WLNT has had the same call letters and format since its inception in August 2002, first broadcasting from a transmitter on Prospect Church Road. In December 2002, the station petitioned the Federal Communications Commission to relocate its transmitter about 3500 ft east-northeast to a site on Matlock Ridge in Loudon. This move increased WLNT's coverage, since the Matlock Ridge site is line-of-sight to a large part of the area's population.

In July 2008 a microburst struck WLNT's transmitter site, destroying the transmitter building and all equipment inside except for the transmitter, FM antenna and studio-transmitter-link. The station temporarily operated from a portable building until a new structure could be built. Because WLNT had a redundant equipment on hand the downtime was less than 12 hours. Don Burrgraff, former transmitter and studio engineer at WBIR-TV (channel 10) in Knoxville, helps WLNT with transmitter and RF issues. Burgraff is also Technical Director and board member for the Cumberland Communities Communications Corporation and its non-commercial station WDVX in Clinton and is a contract engineer for several radio stations and translators in eastern Tennessee. The station later moved its antenna to a leased space.

== Programming==
WLNT's web presence is one of several stations hosted at REDSKINRADIO.com.
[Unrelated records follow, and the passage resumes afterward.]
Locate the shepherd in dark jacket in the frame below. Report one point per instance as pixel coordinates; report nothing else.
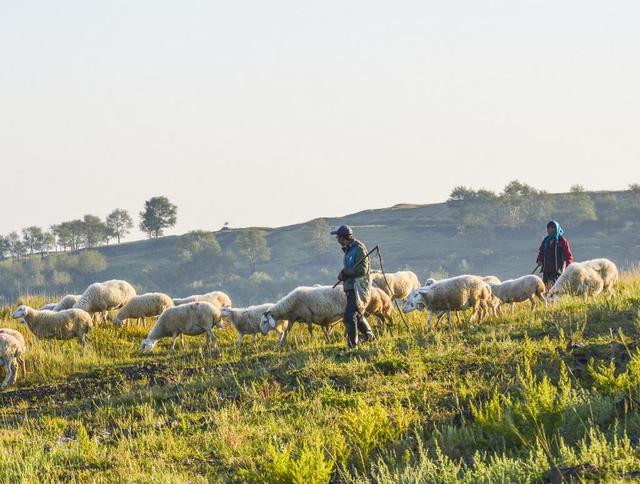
(554, 254)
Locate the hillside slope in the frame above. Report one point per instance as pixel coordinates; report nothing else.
(534, 396)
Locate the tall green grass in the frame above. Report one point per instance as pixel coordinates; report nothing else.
(527, 397)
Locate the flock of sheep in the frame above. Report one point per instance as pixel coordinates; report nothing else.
(75, 315)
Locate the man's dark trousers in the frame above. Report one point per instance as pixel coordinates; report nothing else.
(354, 320)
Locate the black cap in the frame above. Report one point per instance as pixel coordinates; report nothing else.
(343, 231)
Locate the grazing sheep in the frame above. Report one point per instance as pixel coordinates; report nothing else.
(607, 270)
(494, 302)
(192, 319)
(11, 350)
(517, 290)
(67, 302)
(322, 305)
(247, 321)
(101, 297)
(147, 305)
(67, 324)
(453, 294)
(588, 278)
(380, 305)
(23, 346)
(400, 283)
(217, 298)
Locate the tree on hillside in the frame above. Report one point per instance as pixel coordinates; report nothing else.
(33, 239)
(317, 236)
(77, 230)
(18, 247)
(462, 193)
(5, 247)
(252, 244)
(119, 223)
(95, 231)
(158, 214)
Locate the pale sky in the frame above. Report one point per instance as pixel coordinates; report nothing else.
(271, 113)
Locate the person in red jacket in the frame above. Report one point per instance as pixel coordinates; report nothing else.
(554, 254)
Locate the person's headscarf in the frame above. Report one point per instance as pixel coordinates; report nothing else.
(557, 235)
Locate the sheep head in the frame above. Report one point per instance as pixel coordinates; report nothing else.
(267, 322)
(148, 344)
(414, 302)
(21, 313)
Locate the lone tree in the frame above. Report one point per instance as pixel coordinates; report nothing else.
(317, 237)
(33, 239)
(158, 214)
(119, 223)
(252, 244)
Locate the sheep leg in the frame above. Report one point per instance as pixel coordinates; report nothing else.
(8, 374)
(325, 330)
(284, 335)
(23, 366)
(211, 340)
(542, 297)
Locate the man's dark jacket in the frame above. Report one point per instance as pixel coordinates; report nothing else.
(356, 263)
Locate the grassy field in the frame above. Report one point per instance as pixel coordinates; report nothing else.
(530, 397)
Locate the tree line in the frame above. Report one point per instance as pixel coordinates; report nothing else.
(157, 215)
(520, 204)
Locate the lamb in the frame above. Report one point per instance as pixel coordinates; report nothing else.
(400, 283)
(517, 290)
(588, 278)
(191, 319)
(23, 346)
(247, 321)
(217, 298)
(66, 302)
(494, 302)
(144, 306)
(313, 305)
(67, 324)
(380, 305)
(453, 294)
(101, 297)
(11, 350)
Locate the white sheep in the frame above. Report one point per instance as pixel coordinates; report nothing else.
(66, 302)
(101, 297)
(322, 305)
(453, 294)
(23, 346)
(588, 278)
(191, 319)
(217, 298)
(147, 305)
(517, 290)
(400, 284)
(380, 305)
(494, 302)
(67, 324)
(11, 350)
(247, 321)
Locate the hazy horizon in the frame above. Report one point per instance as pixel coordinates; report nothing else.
(264, 114)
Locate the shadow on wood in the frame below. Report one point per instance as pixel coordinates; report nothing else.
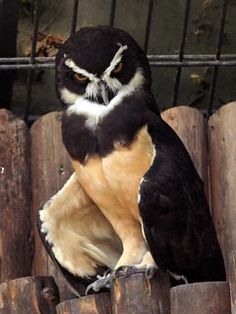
(93, 304)
(136, 294)
(200, 298)
(29, 295)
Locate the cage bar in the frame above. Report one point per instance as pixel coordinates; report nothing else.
(148, 25)
(112, 14)
(74, 17)
(217, 57)
(181, 52)
(32, 58)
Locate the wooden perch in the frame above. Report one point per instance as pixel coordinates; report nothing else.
(222, 148)
(50, 168)
(93, 304)
(200, 298)
(136, 294)
(29, 295)
(15, 233)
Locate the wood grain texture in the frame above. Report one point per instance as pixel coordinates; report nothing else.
(15, 194)
(222, 148)
(136, 294)
(232, 280)
(29, 295)
(50, 168)
(190, 125)
(200, 298)
(93, 304)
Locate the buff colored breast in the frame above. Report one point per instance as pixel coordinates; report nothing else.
(113, 182)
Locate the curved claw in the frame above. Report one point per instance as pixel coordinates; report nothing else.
(150, 271)
(101, 282)
(178, 277)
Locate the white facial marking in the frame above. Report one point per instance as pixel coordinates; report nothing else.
(92, 90)
(68, 97)
(96, 112)
(70, 64)
(116, 59)
(126, 90)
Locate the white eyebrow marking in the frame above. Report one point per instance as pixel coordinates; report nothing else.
(116, 59)
(70, 64)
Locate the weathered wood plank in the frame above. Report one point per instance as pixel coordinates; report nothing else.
(93, 304)
(190, 125)
(29, 295)
(8, 35)
(50, 168)
(15, 246)
(232, 279)
(200, 298)
(222, 149)
(136, 294)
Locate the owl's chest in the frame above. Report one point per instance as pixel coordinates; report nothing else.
(113, 181)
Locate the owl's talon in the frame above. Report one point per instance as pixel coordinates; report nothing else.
(100, 283)
(150, 271)
(178, 277)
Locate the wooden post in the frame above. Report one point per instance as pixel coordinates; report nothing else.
(190, 125)
(222, 149)
(200, 298)
(8, 34)
(29, 295)
(136, 294)
(15, 237)
(232, 279)
(93, 304)
(50, 168)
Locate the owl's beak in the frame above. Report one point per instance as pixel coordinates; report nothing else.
(104, 92)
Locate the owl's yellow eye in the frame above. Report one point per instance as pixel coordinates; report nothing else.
(80, 77)
(118, 67)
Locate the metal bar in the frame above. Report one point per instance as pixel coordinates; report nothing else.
(22, 60)
(51, 65)
(212, 88)
(32, 58)
(191, 57)
(74, 16)
(192, 63)
(112, 14)
(181, 52)
(148, 25)
(34, 66)
(152, 58)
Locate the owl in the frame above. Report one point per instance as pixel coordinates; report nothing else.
(135, 201)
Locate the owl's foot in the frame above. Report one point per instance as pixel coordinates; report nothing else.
(178, 277)
(101, 283)
(126, 271)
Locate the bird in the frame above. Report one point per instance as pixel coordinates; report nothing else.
(135, 200)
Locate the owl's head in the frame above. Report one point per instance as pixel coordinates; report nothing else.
(96, 63)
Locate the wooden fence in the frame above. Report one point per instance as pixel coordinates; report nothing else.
(34, 165)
Syndicated programming on the station includes The John and Heidi Show weekday mornings, The Country Oldies Show with Steve Warren, WLNT broadcasts sports from Loudon High School including football, basketball and baseball. Mike Thompson & Scott Hope broadcast football & baseball. Wiley Brakebill & Chip Lynn produce basketball programming for the station. WLNT broadcasts national newscasts from ABC Audio. Religious programs from local churches are broadcast Sundays. Middays and afternoons are hosted by Terry Dean and Chris Russell respectively from Salamanca, New York and the studios of WGWE.
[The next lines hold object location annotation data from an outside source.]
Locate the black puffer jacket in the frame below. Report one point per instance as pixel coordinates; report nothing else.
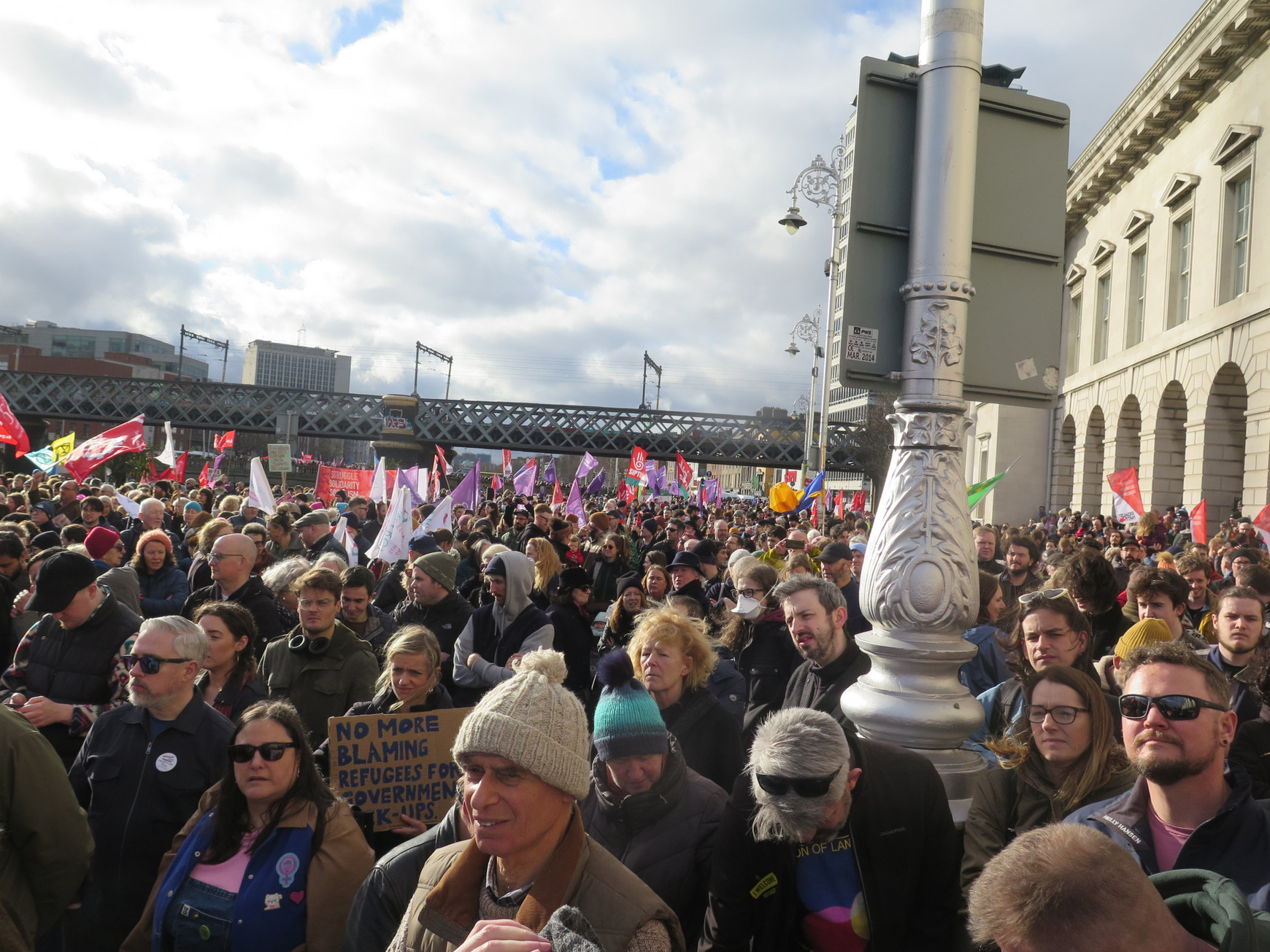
(666, 835)
(907, 852)
(708, 737)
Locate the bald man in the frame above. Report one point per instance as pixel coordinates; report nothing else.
(231, 560)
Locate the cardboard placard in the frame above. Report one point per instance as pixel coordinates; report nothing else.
(396, 763)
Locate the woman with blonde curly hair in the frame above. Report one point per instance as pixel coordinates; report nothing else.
(674, 659)
(547, 570)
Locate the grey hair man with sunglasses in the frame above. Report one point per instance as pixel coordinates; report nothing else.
(140, 775)
(832, 842)
(1190, 809)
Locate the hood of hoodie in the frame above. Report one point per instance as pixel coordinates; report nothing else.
(520, 581)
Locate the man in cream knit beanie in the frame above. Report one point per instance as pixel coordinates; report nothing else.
(523, 756)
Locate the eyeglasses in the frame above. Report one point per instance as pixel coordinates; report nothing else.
(1062, 713)
(149, 663)
(801, 786)
(271, 751)
(1026, 600)
(1174, 708)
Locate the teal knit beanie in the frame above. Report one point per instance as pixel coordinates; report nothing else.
(628, 721)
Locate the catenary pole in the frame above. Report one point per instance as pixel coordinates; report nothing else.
(920, 588)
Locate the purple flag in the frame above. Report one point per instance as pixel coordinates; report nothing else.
(410, 480)
(523, 480)
(574, 504)
(468, 492)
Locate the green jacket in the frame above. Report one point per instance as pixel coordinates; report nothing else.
(45, 842)
(320, 686)
(1215, 909)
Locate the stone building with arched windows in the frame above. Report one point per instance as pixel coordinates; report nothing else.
(1166, 311)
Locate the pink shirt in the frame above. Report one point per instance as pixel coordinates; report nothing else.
(1169, 840)
(228, 875)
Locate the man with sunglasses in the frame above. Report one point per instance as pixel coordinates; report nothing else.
(831, 842)
(68, 669)
(1190, 808)
(140, 775)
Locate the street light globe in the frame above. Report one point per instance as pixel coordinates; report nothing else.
(793, 220)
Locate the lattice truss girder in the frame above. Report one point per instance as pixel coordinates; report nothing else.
(539, 428)
(720, 438)
(220, 406)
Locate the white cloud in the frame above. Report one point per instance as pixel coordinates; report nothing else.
(542, 190)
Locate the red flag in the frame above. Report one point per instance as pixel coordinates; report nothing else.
(682, 471)
(126, 438)
(12, 430)
(1199, 522)
(1127, 498)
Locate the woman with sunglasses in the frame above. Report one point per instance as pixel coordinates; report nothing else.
(271, 861)
(755, 635)
(1062, 758)
(571, 617)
In May 2010, at Loudon High School's graduation ceremony, Chip Lynn was awarded the 2009-2010 Alumnus of the Year Award for his continuing support of Loudon High School and the Redskins.

In March 2013 WLNT moved out of its downtown Loudon studio after purchasing a location with more space.

In November 2017, Randy Davis, former broadcast partner of Dewayne Arp on early Redskin Basketball broadcasts died.

Mike Stephens provides morning and afternoon local newscasts on the station.

On January 11, 2021 Ronnie Roberts, who had served as announcer for Loudon Basketball & Baseball in previous years and had served as guest announcer for many years, died after complications from heart surgery. WLNT & RedskinRadio.com broadcast the memorial services live.